Regarding level I renal cysts of the Bosnian classification
The radiologists who authored the article used the findings of renal cysts, which are very frequent with a prevalence of 36% in patients over 80 years of age, in order not to inform of renal cysts of level I of the Bosnian classification in their reports, in accordance with the following criteria: a) the cyst is not the reason for the examination, b) doesn’t generate local problems, c) has no malignant potential, and d) is not likely to generate a polycystic kidney disease.
The authors acknowledge that the proposal not to inform opens up new legal risks for radiologists, and for this reason they believe that the professional debate should be reinforced with the deployment of analysis that contrast the benefits and risks of both reporting and not reporting. We must create – they say - a doctrinal body regarding this as today’s scanners, with improved functional and perfusion techniques, have an impressive ability to visualize all kinds of findings that were unthinkable until recently and as an example, they recall that the American College of Medical Genetics and Genomics has developed a consensus that geneticists should only report genetic variants that have been shown to be related to pathologies, therefore advising against diagnosing genetic abnormalities that are not known to have pathogenic associations.

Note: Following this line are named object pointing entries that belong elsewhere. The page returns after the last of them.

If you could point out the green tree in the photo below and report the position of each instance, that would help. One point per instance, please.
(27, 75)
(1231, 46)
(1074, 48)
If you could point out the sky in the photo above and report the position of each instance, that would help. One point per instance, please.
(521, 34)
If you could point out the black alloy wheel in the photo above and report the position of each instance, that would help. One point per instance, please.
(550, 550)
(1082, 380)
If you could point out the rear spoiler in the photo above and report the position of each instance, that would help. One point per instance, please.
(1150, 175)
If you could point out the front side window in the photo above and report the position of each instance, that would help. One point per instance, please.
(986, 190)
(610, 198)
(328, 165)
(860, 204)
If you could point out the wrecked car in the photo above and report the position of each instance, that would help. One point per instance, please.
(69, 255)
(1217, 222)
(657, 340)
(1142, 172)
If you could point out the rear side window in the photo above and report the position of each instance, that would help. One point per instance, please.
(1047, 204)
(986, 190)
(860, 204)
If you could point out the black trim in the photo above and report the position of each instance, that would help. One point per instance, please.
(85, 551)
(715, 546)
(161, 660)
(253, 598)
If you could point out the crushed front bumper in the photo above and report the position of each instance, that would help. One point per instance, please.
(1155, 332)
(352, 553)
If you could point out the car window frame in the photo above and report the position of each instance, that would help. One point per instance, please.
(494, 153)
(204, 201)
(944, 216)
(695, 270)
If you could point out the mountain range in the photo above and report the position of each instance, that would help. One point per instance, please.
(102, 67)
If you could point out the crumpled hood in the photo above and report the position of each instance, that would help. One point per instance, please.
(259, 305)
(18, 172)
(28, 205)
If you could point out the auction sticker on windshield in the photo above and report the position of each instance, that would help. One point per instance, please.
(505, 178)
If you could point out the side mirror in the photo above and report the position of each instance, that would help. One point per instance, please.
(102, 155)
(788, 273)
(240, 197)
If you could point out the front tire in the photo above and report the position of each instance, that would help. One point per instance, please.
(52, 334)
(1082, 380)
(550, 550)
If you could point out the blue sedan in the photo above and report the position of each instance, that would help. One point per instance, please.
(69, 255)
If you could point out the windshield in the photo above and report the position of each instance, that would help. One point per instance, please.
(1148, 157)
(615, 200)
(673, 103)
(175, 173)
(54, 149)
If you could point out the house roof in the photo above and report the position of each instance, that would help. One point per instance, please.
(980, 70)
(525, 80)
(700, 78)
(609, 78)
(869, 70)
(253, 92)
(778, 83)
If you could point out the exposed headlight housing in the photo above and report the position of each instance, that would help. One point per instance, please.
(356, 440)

The emergence of diagnostic imaging techniques and the awe that these arouse in doctors and patients, is opening a debate on the role that radiologists must play within this new medicine with its strong tendency to exacerbate. The authors of this article, under the aegis of the American College of Radiology, believe that radiologists should abandon their role of registrars and become more involved in the value of clinical practice. Welcome to the club.